ENPICOM
Bioinformatics, data management, and AI integration for biologics discovery and engineering.
Overview
ENPICOM is a bioinformatics software company that provides a unified platform for accelerating the discovery and development of new biologics. The platform is designed to serve lab scientists, data scientists, and machine learning (ML) scientists alike, integrating best-in-class bioinformatics tools, a scalable data foundation, and advanced ML frameworks into a single cohesive solution. Founded with deep expertise in immunology, antibody discovery, machine learning, software engineering, synthetic biology, genetics, and molecular biology, ENPICOM empowers research organizations to simplify scientific workflows and fast-forward biologics R&D.
Trusted by global leaders in innovative research, ENPICOM operates with 84% of its workforce devoted to R&D, achieves an average user satisfaction NPS score of 87%, and delivers unmatched processing speeds of over 1.55 million reads per minute. The company's interdisciplinary team brings together specialists across immunology, bioinformatics, machine learning, and software engineering to deliver future-ready, flexible solutions.

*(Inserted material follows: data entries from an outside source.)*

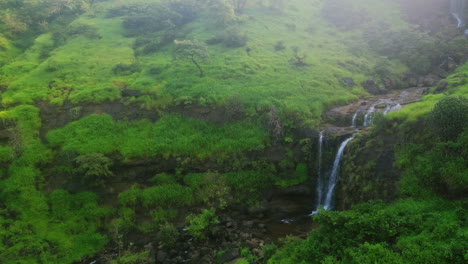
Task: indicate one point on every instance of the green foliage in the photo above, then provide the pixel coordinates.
(379, 233)
(202, 224)
(129, 197)
(192, 49)
(6, 154)
(131, 257)
(438, 166)
(247, 185)
(172, 135)
(301, 174)
(209, 188)
(449, 117)
(95, 167)
(168, 235)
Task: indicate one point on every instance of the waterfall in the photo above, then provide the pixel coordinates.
(353, 121)
(457, 9)
(319, 172)
(390, 106)
(332, 181)
(368, 115)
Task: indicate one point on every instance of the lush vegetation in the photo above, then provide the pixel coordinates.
(232, 87)
(427, 223)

The ENPICOM Platform: Core Architecture
- Data Foundation: A high-performance, scalable data architecture that makes large sequencing datasets and historical data instantly accessible. The platform integrates seamlessly into existing ecosystems or federated data warehouses, eliminating data silos. Its proprietary architecture enables complex queries on hundreds of millions of sequences in seconds.

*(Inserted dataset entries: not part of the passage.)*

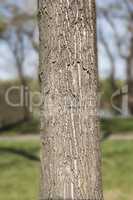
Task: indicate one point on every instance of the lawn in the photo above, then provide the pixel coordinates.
(19, 170)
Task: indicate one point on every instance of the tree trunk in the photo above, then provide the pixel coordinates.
(130, 77)
(70, 138)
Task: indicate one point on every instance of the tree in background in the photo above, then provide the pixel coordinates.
(70, 138)
(120, 12)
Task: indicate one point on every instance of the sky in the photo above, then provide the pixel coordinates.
(7, 64)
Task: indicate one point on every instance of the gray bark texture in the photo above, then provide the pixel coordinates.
(70, 137)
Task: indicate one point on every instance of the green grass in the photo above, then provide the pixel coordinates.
(19, 176)
(117, 168)
(117, 125)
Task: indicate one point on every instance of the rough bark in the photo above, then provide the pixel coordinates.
(70, 138)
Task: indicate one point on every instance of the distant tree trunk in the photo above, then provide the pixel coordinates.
(70, 137)
(130, 77)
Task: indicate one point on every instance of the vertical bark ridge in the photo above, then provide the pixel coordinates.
(70, 139)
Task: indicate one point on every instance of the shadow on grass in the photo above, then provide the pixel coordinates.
(19, 152)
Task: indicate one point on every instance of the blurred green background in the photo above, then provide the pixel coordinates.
(19, 125)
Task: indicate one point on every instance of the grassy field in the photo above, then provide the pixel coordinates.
(19, 170)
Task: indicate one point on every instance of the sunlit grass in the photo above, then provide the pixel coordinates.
(19, 176)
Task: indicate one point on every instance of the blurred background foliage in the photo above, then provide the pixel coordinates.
(19, 41)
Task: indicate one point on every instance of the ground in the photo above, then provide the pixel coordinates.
(19, 169)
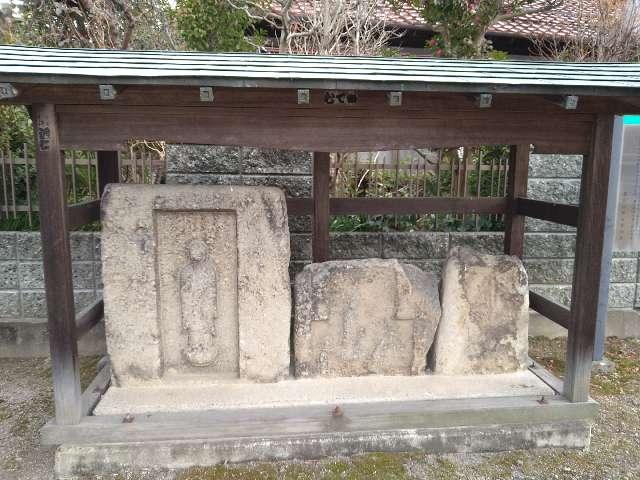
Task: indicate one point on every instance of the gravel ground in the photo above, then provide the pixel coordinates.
(25, 404)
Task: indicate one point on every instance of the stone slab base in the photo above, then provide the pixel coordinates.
(74, 461)
(24, 339)
(183, 397)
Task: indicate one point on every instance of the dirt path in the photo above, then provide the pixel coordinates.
(25, 404)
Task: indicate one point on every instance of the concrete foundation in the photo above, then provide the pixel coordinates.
(74, 461)
(185, 397)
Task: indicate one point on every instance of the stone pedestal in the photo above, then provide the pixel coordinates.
(362, 317)
(485, 314)
(196, 283)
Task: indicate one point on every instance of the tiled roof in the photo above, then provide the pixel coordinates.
(559, 22)
(83, 66)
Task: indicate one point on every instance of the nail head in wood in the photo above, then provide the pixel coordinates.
(484, 100)
(107, 92)
(7, 91)
(206, 94)
(304, 96)
(394, 99)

- Workflow Automation: Standardized, automated bioinformatics pipelines that reduce complexity, enhance collaboration, and ensure high-quality data availability for AI model training. Workflows can be rapidly adapted to specific lab protocols, project needs, or research goals, ensuring data harmonization across teams.
- AI Integration: End-to-end management of the ML model lifecycle, including model training, version tracking, and seamless deployment. Scientists can release AI models directly into real-world discovery campaigns, transforming months of AI development into actionable insights accessible with a single click — without requiring dedicated data science support.
Key Capabilities for Biologics Research
- Direct access to AI models within research workflows, enabling lab scientists to leverage machine learning without dependency on data scientists
- Fast, flexible, and accurate sequence annotation
- State-of-the-art developability assessment tools for evaluating biologics candidates
- Support for hit selection, diversity picking, hit expansion, and enrichment analysis
- No-code solution for running advanced analysis workflows using readily available or in-house developed algorithms
- Comprehensive API enabling full integration with existing research ecosystems and the ability to query billions of historical clones in seconds
- Support for custom algorithm integration and tailored workflow configuration
Software Modules and Services
- Platform Overview: A unified interface bringing together data management, storage, ML training, and discovery analysis
- Data Foundation Module: Scalable infrastructure for managing and querying large-scale sequencing and historical datasets
- Automation Module: Streamlined pipeline management for consistent, reproducible bioinformatics workflows
- Discovery Tooling: Analytical tools supporting biologics research from hit identification through candidate optimization
- AI Integration Module: Tools for model deployment, lifecycle management, and integration into automated or visualization-driven workflows
- Analysis Services: Expert-led bioinformatics analysis services provided by the ENPICOM team
- Antibody Humanization Services: Specialized services supporting the humanization of antibody candidates
Use Cases Supported
- Model Deployment: Seamless integration of AI models into biologics discovery and engineering campaigns
- Developability Assessment: Evaluating the drug-like properties of biologics candidates early in the discovery process
- Hit Selection: Identifying promising candidates from large screening datasets
- Hit Expansion: Exploring sequence space around confirmed hits to identify related candidates
- Enrichment Analysis: Analyzing sequencing data to identify enriched populations of interest
- Vaccine Research: Simplifying analysis and decision-making workflows for vaccine-related biologics programs
Why Organizations Choose ENPICOM
- Discover Better Biologics: Enables seamless AI integration so lab scientists can use machine learning models effectively without relying on data science teams, accelerating lead selection and candidate optimization
- Streamlined MLOps: Eliminates redundant tasks and unifies the entire ML lifecycle — from experimentation to production — covering model training, tracking, and deployment in a single system
- Maximized ROI: Increases return on AI investments by fostering collaboration between ML and lab scientists, speeding up model development, driving broader ML adoption, and reducing maintenance costs
- Three-Step AI Adoption Blueprint: A structured methodology — building a strong data foundation, automating bioinformatics pipelines, and integrating AI — designed to de-risk development and accelerate lead selection
- Ecosystem Integration: A comprehensive API and adaptable infrastructure ensure the platform fits into any existing research ecosystem, with a dedicated team providing tailored solutions that evolve with research demands
ENPICOM is backed by BOP Impact Ventures and angel investor Colby Souders, PhD, and continues to grow its interdisciplinary team with expertise spanning machine learning, bioinformatics, software engineering, and molecular biology. The company offers personalized demos and consultations for organizations looking to power their ML journey through seamless collaboration between data and lab scientists.